First, decide where the Pi is going to live. Assuming the sensor wire enters through the top of your terrarium, it should be possible to mount the Pi on the back of the tank and route the cable through a port or other narrow gap. The AM2302 has a small hole which is perfect for holding a small suction cup, letting you mount it wherever the airflow best represents the conditions you care about.

Measure the lengths of wire you need, solder the sensor leads to your jumper extensions, and use heat-shrink tubing to bundle the three wires neatly. I find 5mm tubing ideal - shrinking it would technically need a heat gun, but it’s not strictly necessary for this kind of build.

Mount the Pi case on the back of the tank using adhesive-backed Velcro, route the sensor into the growing area, plug your smart plug into a nearby socket with the fan (or heater) plugged into that, connect the Pi’s USB power adapter, and you should be good to go!

Future Extensibility

One of the best things about this project is its potential for extensibility. The initial build offers a great level of automation, but you can add as many smart plugs as you have devices to control, and the Pi still has a full GPIO header free for additional sensors.

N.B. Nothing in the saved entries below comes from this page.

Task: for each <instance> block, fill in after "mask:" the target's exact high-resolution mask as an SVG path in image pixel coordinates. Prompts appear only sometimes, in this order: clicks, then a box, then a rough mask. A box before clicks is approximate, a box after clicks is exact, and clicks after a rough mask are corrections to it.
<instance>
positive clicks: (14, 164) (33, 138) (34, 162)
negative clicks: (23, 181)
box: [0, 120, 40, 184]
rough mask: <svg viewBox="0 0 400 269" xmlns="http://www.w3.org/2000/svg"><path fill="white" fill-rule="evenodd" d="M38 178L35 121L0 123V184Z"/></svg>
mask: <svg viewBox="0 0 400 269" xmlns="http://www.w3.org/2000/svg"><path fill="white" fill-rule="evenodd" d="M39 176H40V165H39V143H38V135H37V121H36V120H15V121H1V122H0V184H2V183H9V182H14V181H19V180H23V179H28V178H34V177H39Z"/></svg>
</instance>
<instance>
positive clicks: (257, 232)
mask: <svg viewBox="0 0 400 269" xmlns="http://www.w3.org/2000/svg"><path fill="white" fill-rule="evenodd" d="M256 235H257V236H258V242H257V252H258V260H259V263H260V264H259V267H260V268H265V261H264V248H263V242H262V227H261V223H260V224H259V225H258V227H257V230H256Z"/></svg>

A few directions worth exploring:

Just remember to calculate the power requirements of any GPIO accessories you install.

Alternative: Energenie Pi-mote

If you’d rather keep everything on a fully-offline radio link - or you already own an Energenie Pi-mote starter kit - the original 2016 method still works, and gpiozero still ships with first-class support. The downsides are that the Pi-mote board sits on top of the GPIO and needs careful cabling to coexist with the AM2302, and the radio sockets need a couple of metres of physical separation from each other.

Despite hogging the entire GPIO, the Pi-mote transmitter only needs nine pins to function: physical pins 1, 2, and 6 (power and ground), plus 11, 13, 15, 16, 18, and 22 (data). I’ve prepared an easily-readable diagram below.

To install the AM2302 sensor alongside the Pi-mote, use a short ribbon of male-female jumper wires so both can share the GPIO header. Wire the sensor’s yellow to pin 7 (data), black to 9 (ground), and red to 17 (3v3 power). These are marked with circles below.

Setting up an Energenie socket involves putting it into learning mode and assigning it to a group. When a socket is in learning mode, the LED on the front flashes slowly. If your new socket doesn’t enter learning mode automatically when plugged in, hold the green button on the front for 5 seconds and release when the LED starts flashing. The socket will then react to the first signal it receives.

To assign it to group 2, for example, run this Python in your venv (after pip install gpiozero):

from gpiozero import Energenie
newsocket = Energenie(2, initial_value=True)

Program sockets one at a time, otherwise they’ll all react to the same signal. Once paired, swap the requests.get(...) line in monitor.py for Energenie(1, initial_value=True/False) to switch components on and off.

Energenie now also offer a multi-outlet mains lead with individually-controllable sockets, removing the old separation requirement; the quick-start guide walks through that variant.


Hope this has been useful. Thanks for reading!